Apply a Docling chunker to a converted document and return the chunks as a tidy tibble. The default "hybrid" chunker produces tokenization-aware, context-enriched chunks well suited to embedding and retrieval pipelines; the "hierarchical" chunker follows the document's structural hierarchy without a token budget.

Usage

docling_chunk(
  x,
  chunker = c("hybrid", "hierarchical"),
  tokenizer = NULL,
  max_tokens = NULL,
  contextualize = TRUE,
  ...
)

Arguments

x

A docling_document from docling_convert().

chunker

Either "hybrid" (default) or "hierarchical".

tokenizer

Hugging Face model id whose tokenizer is used to count tokens (hybrid chunker only). Defaults to a small sentence-embedding tokenizer when max_tokens is set; NULL uses Docling's built-in default.

max_tokens

Optional integer token budget per chunk (hybrid chunker only). When NULL, the tokenizer's own maximum is used.

contextualize

When TRUE (default), each chunk's text is enriched with surrounding headings and table context via the chunker's contextualize() method — the form you typically embed. The raw text is always also returned in raw_text.

...

Additional keyword arguments forwarded to the Python chunker constructor (for example merge_peers or repeat_table_header).

Value

A tibble::tibble with one row per chunk and columns:

  • chunk_id — 1-based index.

  • text — contextualized text (or raw text if contextualize = FALSE).

  • raw_text — the chunk's unmodified text.
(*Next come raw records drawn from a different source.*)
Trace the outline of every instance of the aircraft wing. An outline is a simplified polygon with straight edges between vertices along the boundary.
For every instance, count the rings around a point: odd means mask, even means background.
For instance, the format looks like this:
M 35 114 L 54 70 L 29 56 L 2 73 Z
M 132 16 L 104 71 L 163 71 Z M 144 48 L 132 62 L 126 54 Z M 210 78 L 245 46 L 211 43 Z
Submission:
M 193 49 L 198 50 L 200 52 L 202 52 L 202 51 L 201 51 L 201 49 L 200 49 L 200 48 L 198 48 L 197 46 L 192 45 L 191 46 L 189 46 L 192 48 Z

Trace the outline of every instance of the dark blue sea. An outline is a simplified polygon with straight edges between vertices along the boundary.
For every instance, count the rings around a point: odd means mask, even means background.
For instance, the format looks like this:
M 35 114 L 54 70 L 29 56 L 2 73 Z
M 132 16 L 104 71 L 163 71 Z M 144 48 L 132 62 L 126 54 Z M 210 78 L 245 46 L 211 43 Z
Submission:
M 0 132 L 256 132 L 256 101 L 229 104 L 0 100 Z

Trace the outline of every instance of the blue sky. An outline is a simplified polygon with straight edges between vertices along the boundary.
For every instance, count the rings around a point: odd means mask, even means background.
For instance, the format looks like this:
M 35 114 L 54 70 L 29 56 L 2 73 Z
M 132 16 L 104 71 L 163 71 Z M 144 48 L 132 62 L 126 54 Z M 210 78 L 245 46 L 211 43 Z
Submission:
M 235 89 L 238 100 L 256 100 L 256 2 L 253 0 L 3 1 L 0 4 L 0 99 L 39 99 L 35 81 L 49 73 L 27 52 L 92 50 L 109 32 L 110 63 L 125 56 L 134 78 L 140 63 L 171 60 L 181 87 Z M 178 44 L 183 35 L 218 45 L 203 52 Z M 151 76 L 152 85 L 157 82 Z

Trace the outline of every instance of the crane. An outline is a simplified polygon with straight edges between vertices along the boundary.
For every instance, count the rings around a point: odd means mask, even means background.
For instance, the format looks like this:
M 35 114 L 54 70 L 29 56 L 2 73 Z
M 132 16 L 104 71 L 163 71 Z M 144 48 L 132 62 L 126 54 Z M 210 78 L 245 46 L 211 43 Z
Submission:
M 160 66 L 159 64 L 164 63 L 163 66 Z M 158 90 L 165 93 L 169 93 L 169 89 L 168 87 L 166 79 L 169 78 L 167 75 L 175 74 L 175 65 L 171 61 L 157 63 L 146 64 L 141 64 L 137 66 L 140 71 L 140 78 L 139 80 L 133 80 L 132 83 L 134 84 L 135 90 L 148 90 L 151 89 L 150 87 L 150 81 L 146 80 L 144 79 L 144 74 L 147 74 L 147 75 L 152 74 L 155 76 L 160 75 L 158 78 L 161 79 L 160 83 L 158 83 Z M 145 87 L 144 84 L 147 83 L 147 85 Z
  • n_chars — number of characters in text.

  • headings — list-column of heading paths for the chunk.

  • pages — list-column of integer page numbers the chunk spans.

  • n_doc_items — number of underlying document items in the chunk.

Details

The hybrid chunker is token-aware: it packs content up to a token budget and splits oversized passages. Control this with tokenizer (the model whose tokenizer defines "a token") and max_tokens (the budget). These are ignored by the hierarchical chunker.

Examples

if (FALSE) { # \dontrun{
doc <- docling_convert("paper.pdf")
chunks <- docling_chunk(doc, max_tokens = 512)
chunks$text[1]

# Match your embedding model's tokenizer
docling_chunk(doc, tokenizer = "BAAI/bge-small-en-v1.5", max_tokens = 512)
} # }